Hania is a wily figure. Whereas Antonia is bird-like, her sister is different. Antosia made it clear that she never wanted anything to tie to the modern world. She still lights the house fire stove, embroiders on her old-fashioned circular plate, doesn’t have a cleaning cloth in sight.
Hania, on the other hand, used to seem like she was comparing herself to us. She’d swap places, come back and look dissatisfied with her own life. She always retreated to her section of the house, the one part of the house I’d never been invited to see.
She came out of her house and said, ‘When you’re mum was little, we all walked to the next valley. I was smaller than them. I cried all the way!’
‘Why did you cry?’
She smiled. ‘I was just like that.’
Now she’s just like that and she isn’t. No Michał, no grandchildren, no shouting. No worrying about a kid who should have been the same as everyone else. There is something of the hiding mountain creature in her; a furry mammal, long-tailed and fleeting.
‘Look,’ I said, showing her my phone. ‘I can see who my husband calls and who calls him.’ I opened up the recents page of the phone which, although he has another phone, Apple still marks with his ID. Hania liked that. ‘And he has a bank card that every time he spends money pops the information up on his phone. How much, where and how much money he has left.’ She liked that too.
‘My pension comes in the post,’ she said. ‘I don’t even have to go out.’

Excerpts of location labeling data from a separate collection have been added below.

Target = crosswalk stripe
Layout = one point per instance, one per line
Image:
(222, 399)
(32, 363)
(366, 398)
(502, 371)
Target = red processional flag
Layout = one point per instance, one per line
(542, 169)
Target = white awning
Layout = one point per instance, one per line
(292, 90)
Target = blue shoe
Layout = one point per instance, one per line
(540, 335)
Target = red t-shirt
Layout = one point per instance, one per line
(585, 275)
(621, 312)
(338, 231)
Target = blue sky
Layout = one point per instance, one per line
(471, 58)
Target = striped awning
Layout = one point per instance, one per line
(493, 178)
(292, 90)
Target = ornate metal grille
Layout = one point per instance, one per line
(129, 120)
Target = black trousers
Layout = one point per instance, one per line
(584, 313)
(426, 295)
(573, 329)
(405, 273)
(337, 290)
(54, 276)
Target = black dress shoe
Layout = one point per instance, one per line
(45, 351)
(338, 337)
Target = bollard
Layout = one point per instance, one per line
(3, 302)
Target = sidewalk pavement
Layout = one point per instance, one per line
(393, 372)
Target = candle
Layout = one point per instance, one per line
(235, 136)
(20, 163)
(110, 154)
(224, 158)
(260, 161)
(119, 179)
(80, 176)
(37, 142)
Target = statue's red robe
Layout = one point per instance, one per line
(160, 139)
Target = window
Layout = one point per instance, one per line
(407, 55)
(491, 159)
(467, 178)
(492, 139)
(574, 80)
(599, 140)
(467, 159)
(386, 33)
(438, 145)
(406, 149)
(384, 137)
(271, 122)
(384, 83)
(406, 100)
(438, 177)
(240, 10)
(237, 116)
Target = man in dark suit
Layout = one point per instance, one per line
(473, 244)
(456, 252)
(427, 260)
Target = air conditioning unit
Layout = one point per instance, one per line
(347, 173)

I nodded. Touché. Yes, Hania is thoughtful. Well-informed. Keeps a beautiful garden. She led me around its plank ways.
‘Somedays I’m not up to it,’ she said. I looked around. Really? Blue delphiniums stood like a welcoming party. Long-haired carrots, mint: lemon, pepper, orange, a leathery kind, peonies, asters, dianthus, apple trees, courgette, salad in thick rows. Yellows and purples and greens. A carpet of thyme. Small mischievous violets called bratki, or brothers, popping out and reminding everyone what it’s like to be wild.